Sports / China

Global badminton competition heats up

By Sun Xiaochen ( Updated: 2015-05-18 16:44

Despite the mighty dominance of Chinese badminton players, the narrowing gap between China and the rest of the world highlighted at the 2015 Sudirman Cup suggests that the game is becoming more competitive.

Although China's sixth consecutive win at the world mixed team championships was anticipated, the progress achieved by international teams challenging China's supremacy bodes well for the future of the game, said coaches and players.

"We can see from this tournament that the overall level of world badminton has improved a lot over the years. A growing number of elite players have emerged from around the world, making more trouble for us," Li Yongbo, head coach of the Chinese national team, said after China's 3-0 victory over Japan to win the prestigious cup for a record 10th time on Sunday.

"The margin has been closing while the competition is becoming more unpredictable. It's a positive sign for the game but we definitely have to prepare better for a tough Olympic tournament next year," Li added.

Boasting comprehensive in all disciplines, China didn't meet legitimate threats at the mixed team tournament, conceding only one match in men's doubles in the 3-1 semifinal victory over Indonesia.

However, a series of defeats at earlier events signified that the China is not as invincible as before against a field of improved international challengers.

Thai star Ratchanok Intanon and Spanish player Carolina Marin both stunned China's female world No 1 Li Xuerui to win the women's singles title at the World Championships in 2013 and 2014.

At the 2014 Thomas Cup men's team world championships, Japan dashed China's bid for a record sixth straight title with a semifinal upset before South Korea delivered another blow by beating China in the men's team final at the Incheon Asian Games.

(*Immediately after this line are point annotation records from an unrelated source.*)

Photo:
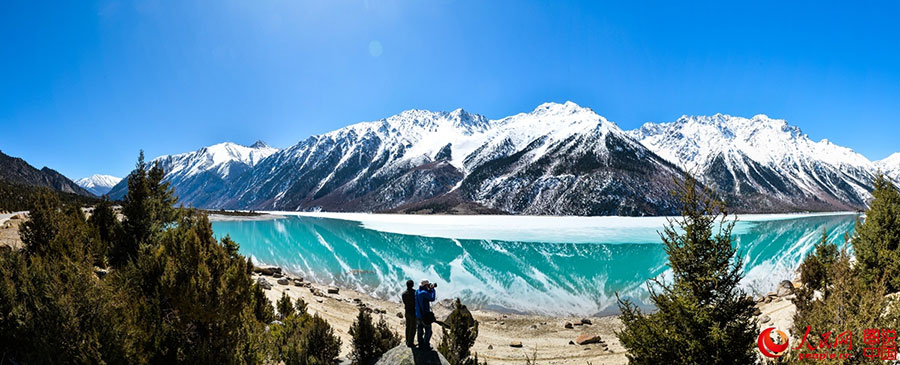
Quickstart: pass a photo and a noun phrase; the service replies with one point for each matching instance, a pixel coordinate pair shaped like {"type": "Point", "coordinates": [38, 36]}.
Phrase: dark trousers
{"type": "Point", "coordinates": [423, 332]}
{"type": "Point", "coordinates": [410, 329]}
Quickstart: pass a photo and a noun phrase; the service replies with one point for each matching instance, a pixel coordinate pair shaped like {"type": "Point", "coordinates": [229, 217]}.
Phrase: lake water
{"type": "Point", "coordinates": [545, 265]}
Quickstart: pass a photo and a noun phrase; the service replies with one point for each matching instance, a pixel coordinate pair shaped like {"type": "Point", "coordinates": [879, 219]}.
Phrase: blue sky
{"type": "Point", "coordinates": [85, 85]}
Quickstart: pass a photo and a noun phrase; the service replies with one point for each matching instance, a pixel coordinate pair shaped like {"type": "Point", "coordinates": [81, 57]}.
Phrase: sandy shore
{"type": "Point", "coordinates": [213, 217]}
{"type": "Point", "coordinates": [545, 336]}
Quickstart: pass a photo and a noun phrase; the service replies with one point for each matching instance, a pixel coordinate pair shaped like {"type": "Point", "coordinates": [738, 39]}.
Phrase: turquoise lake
{"type": "Point", "coordinates": [544, 265]}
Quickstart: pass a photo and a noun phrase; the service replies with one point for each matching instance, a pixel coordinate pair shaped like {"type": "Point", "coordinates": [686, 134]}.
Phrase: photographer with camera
{"type": "Point", "coordinates": [424, 316]}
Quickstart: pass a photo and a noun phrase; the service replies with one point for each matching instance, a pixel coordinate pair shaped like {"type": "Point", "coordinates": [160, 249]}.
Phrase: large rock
{"type": "Point", "coordinates": [587, 339]}
{"type": "Point", "coordinates": [785, 288]}
{"type": "Point", "coordinates": [402, 355]}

"We have been getting closer (to China) over the last three years. The Thomas Cup win motivated our players. Not only can Japan fight against China, other teams can do as well," said Japan's head coach Park Joo Bong from South Korea.

To remain a leading force in the racquet sport, China should be aware of improved players from the around the world, said star veteran Lin Dan.

"I never took the failure (to Japan at the Thomas Cup) as a surprise nor any of the troubles we had here, because a lot of our rivals have made obvious progress," said the two-time Olympic champion.

Female Olympic champion Li said "the technical edge China once held over others has become much thinner than before".

Although European teams Denmark and Germany advanced into the quarters, the Dongguan tournament remained an Asian-dominated party. No Western country has ever touched the trophy since the cup was initiated in 1989.

Badminton World Federation President Poul-Eric Hoyer said he expected to see China get more involved in helping the rest of the world raise their game.

"China has been a strong powerhouse for so many years. For us, we need to get the inspiration from the Chinese players. I can say that I am very happy to see quite a number of Chinese players being coaches in other countries and they are doing a good job.

"Hosting foreigners to come to China to practice in one of the centers here would be a very good thing as well," said Hoyer, who was the men's singles gold medalist at the 1996 Atlanta Olympics.

Thanks to the export of Chinese training expertise, Europe has produced a handful of elite athletes including Spain's female world No 3 Carolina Marin and Denmark's male No 2 Jan Jorgensen.

"It was good for us to compete against China on a high level. We help each other to improve mutually," said Marin.

German veteran Marc Zwiebler said he appreciates the opportunity to play against the Chinese team.

"It's good for us, we don't have any pressure. They are the favorite. For us it's easy to play, we are the underdogs," he said.